Did you know? Iron in our diet isn’t meant for haemoglobin after all. No. In this increasingly narcissistic society iron apparently has a far more desirable quality than carting life-giving oxygen around our fat and not-so-little bodies. A while ago at my city train station a bunch of pretty girls were frantically handing out free bottles of “With Iron!” to each and every peak hour traveller. The fancy and comparatively fine print above the screaming words “With Iron!” stated that it was in fact orange juice with iron. Good to know.
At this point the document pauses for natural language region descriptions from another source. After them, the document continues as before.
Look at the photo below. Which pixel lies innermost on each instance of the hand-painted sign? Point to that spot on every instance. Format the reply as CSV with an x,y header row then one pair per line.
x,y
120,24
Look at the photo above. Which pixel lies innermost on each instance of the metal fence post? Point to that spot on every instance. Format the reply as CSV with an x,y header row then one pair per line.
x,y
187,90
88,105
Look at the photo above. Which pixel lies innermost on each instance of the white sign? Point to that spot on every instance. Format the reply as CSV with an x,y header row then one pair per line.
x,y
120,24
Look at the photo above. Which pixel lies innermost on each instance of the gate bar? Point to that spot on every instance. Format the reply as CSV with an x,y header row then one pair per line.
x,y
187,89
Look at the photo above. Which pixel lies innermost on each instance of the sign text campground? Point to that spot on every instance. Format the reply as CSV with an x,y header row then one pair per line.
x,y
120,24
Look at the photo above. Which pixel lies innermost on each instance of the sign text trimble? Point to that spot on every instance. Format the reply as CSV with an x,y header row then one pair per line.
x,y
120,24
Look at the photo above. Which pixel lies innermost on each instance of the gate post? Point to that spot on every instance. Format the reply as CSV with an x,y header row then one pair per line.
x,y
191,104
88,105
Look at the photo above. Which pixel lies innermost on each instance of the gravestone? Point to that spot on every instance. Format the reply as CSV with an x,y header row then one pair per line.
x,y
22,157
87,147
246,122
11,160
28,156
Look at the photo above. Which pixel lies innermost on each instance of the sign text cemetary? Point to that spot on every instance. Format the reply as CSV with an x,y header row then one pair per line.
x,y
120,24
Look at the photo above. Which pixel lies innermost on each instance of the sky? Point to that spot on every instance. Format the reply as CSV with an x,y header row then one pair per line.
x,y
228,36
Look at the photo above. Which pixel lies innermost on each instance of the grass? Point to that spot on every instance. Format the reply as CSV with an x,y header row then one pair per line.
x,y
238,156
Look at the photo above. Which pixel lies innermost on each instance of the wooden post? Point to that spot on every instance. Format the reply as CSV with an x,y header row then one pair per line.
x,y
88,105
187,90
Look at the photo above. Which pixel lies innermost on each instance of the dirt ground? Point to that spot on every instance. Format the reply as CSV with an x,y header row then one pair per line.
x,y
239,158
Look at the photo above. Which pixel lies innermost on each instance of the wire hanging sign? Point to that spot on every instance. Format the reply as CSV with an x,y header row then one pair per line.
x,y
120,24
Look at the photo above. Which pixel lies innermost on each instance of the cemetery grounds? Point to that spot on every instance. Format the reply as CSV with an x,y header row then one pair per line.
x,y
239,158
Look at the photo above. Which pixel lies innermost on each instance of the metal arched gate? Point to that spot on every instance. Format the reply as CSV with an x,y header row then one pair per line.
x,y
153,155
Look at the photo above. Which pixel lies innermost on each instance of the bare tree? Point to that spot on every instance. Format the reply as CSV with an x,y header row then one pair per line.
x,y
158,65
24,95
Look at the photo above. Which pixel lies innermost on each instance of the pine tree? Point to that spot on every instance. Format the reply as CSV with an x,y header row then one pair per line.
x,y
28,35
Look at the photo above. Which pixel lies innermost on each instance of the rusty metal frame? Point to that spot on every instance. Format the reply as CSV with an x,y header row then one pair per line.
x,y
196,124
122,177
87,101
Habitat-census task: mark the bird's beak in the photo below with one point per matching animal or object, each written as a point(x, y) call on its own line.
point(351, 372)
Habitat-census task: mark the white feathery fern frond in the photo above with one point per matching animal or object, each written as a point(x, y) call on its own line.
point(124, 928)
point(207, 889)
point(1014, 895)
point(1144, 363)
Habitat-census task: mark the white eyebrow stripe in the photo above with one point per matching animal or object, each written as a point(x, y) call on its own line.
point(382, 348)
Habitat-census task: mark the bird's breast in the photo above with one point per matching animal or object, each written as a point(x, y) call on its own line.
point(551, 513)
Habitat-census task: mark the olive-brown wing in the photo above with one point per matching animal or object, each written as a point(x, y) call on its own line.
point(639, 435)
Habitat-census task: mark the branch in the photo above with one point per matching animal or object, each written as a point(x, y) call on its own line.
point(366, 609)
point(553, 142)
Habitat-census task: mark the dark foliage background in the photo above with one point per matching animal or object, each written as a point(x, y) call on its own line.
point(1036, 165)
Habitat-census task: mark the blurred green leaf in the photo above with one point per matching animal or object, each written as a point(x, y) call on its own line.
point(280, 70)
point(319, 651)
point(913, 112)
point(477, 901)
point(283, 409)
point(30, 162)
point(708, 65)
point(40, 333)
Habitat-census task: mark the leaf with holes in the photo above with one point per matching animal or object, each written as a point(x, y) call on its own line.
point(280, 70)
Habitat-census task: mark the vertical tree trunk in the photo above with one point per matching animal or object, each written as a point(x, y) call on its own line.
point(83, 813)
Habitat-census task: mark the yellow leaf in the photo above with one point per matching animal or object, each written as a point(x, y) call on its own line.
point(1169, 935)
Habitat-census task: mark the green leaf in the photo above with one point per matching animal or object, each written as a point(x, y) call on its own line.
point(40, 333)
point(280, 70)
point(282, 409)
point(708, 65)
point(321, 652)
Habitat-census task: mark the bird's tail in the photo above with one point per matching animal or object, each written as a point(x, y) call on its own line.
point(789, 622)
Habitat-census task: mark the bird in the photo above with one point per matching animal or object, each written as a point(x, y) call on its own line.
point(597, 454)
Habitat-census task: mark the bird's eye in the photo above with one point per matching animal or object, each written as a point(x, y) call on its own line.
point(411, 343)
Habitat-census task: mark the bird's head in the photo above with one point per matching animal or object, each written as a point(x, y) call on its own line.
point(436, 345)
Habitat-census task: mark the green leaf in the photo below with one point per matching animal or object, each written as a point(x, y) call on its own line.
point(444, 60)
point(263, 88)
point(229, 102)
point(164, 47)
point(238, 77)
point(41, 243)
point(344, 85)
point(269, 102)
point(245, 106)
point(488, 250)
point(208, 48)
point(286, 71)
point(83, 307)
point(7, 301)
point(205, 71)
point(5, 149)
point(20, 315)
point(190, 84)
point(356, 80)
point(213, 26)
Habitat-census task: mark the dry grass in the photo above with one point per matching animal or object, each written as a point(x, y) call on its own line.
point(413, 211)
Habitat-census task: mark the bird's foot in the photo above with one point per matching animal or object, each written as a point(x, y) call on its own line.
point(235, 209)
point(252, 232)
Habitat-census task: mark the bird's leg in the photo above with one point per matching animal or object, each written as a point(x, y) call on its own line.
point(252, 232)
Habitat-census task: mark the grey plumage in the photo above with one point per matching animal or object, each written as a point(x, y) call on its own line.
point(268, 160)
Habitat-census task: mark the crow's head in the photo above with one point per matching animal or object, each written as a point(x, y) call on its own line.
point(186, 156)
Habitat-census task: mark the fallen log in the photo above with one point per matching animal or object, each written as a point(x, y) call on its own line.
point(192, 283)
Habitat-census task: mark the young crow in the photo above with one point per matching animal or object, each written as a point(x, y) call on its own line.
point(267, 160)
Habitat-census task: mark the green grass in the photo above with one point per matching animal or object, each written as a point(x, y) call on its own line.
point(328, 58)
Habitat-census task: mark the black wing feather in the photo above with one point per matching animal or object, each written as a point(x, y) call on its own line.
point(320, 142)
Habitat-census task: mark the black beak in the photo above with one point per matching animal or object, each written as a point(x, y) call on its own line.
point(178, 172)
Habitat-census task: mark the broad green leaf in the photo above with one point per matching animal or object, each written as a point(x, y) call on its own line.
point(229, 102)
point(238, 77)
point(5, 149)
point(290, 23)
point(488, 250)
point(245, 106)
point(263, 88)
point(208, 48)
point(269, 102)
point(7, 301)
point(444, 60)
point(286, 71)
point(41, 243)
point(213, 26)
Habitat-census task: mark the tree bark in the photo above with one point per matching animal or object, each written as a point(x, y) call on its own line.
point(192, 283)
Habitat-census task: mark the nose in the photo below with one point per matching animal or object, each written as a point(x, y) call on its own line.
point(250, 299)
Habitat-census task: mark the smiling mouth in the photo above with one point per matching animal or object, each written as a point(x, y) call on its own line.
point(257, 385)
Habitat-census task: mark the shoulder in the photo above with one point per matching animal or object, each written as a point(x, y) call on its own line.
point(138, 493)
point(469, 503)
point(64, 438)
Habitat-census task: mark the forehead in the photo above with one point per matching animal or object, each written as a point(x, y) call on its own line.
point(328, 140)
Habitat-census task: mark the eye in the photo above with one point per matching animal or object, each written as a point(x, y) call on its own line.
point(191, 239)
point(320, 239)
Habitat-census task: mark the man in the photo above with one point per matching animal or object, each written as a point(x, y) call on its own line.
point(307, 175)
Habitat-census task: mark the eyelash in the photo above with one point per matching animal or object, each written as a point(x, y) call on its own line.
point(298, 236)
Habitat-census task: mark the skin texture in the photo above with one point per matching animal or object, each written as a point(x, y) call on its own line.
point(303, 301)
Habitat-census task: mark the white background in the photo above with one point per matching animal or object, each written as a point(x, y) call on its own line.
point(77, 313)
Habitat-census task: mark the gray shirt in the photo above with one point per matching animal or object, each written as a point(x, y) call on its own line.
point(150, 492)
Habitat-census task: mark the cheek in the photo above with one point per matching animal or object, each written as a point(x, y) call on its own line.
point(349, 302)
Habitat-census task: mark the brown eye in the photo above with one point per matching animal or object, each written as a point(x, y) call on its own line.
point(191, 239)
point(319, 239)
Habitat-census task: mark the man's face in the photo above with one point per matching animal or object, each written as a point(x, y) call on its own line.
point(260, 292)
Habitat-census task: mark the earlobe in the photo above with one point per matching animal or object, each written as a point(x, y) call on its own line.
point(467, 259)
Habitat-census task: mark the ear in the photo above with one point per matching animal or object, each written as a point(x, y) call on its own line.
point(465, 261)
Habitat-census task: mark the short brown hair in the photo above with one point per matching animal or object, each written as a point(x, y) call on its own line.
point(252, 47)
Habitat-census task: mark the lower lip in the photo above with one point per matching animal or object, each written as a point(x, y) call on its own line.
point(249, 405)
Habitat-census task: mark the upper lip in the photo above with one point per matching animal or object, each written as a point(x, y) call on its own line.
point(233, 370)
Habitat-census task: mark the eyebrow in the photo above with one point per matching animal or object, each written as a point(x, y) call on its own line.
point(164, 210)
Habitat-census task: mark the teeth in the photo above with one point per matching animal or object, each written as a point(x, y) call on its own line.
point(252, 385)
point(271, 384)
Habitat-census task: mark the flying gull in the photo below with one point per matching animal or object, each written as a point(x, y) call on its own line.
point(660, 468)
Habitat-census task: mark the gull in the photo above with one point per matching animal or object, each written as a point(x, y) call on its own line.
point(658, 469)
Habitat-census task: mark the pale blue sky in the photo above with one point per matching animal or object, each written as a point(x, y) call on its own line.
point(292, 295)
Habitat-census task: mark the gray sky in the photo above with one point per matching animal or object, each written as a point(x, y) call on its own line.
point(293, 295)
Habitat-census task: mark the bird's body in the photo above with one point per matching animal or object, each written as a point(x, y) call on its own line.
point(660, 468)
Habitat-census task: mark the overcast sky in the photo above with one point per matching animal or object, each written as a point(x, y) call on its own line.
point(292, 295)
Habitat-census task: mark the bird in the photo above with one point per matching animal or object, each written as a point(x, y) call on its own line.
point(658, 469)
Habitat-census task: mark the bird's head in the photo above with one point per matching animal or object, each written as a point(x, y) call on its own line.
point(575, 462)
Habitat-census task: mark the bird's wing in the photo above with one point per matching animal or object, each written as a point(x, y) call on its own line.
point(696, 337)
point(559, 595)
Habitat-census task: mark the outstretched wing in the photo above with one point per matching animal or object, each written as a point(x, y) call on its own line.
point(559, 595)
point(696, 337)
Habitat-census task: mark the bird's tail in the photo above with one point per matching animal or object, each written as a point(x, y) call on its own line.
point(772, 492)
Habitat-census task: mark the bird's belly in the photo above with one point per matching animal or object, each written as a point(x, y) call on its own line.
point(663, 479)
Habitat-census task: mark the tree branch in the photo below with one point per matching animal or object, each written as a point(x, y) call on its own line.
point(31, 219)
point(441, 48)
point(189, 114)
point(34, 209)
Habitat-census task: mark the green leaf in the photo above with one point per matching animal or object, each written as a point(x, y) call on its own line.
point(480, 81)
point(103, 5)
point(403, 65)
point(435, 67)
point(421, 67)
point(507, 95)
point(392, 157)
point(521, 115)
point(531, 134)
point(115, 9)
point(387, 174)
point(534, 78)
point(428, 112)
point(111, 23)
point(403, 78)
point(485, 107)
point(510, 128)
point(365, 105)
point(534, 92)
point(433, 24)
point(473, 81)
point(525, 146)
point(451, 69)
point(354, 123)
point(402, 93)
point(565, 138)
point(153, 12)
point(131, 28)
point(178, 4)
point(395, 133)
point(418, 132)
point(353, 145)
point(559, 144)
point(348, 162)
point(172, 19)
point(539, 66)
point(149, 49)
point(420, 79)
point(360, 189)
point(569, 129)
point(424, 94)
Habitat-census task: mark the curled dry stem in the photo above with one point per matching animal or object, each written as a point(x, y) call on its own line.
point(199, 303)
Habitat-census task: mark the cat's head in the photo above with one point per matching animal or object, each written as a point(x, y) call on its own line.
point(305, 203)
So the creators of the label on the bottle, ie marketing people, obviously thought we’d take it for granted that it was orange juice but really (really, really!) wanted us to know it contained iron. Okay, we get it. And most of us also know it should help carry oxygen to all part of our bodies as a key part of haemoglobin and therefore we should buy more of this stuff.
These marketing people were screaming at me! Okay, it’s got iron, but why scream it so loudly? Something you’re not telling me, Mr. Marketer? Let’s look up the food additive codes and find out where the iron is, shall we? Orange juice, no surprise there. Sugar, again, no surprise. Preservative, no iron in there… miscellaneous iron-free compound #1… until we find something called ferrous something-or-other. Bingo! And what is its function in my bottle of not-so-pure orange juice? Not, as one might expect, a haemoglobin booster, but – wait for it – a colour retention agent!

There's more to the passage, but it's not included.